Meantime just wanted to say hello and welcome! 

Laura
x


----------



## Annaleah (May 14, 2008)

Thanks for the welcome Laura.  Reading past posts, it seems like a lot of people use LWC with varying reports of how they find the service there.  Hope to start treatment in July, all being well, and the staff i've met so far at Bourn hall seem pretty open.  Now that it's all become a reality after years of thinking and a year of planning, i'm starting to get pretty anxious about the impending emotional upheaval....friends and family at the ready for lots of support, and I've told my manager at work who is very supportive about anytime I will need away from work. 
Francesca x


----------



## suitcase of dreams (Oct 7, 2007)

Yes, LWC is one of the few clinics with plenty of sperm, so you'll find quite a few of us single girls there....
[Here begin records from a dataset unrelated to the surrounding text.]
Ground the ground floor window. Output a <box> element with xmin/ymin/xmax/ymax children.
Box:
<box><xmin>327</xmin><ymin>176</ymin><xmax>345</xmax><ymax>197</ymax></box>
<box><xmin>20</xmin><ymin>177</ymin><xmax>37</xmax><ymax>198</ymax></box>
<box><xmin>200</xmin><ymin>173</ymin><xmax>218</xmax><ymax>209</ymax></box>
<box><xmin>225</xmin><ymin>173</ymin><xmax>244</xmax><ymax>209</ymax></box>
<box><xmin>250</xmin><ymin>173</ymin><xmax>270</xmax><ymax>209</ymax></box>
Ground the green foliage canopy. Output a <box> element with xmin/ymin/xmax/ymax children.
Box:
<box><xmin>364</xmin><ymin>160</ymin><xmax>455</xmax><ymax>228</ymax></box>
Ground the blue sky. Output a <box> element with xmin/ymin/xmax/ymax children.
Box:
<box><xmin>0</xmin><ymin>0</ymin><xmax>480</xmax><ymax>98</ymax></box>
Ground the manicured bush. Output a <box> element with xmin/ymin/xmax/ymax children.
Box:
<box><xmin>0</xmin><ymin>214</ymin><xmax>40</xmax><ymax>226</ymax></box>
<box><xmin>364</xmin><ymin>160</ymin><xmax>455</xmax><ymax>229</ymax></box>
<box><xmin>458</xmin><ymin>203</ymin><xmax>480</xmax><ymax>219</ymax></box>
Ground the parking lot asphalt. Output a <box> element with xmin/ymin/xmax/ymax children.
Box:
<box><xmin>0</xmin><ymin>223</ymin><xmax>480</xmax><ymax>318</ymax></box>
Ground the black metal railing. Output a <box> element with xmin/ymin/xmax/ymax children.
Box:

I think they're fine. I've never had any problems as such. The nurses are all lovely and generally speaking I've found the service pretty good - they're even getting to know my name now so I get a slightly more personal service (which is also a bad thing as it means I've been there too many times - and still no result!)

Probably rather late notice for you, but we're meeting up on Saturday in Stratford upon Avon (check out the thread) - you're welcome to come along if you want to meet some of us in person...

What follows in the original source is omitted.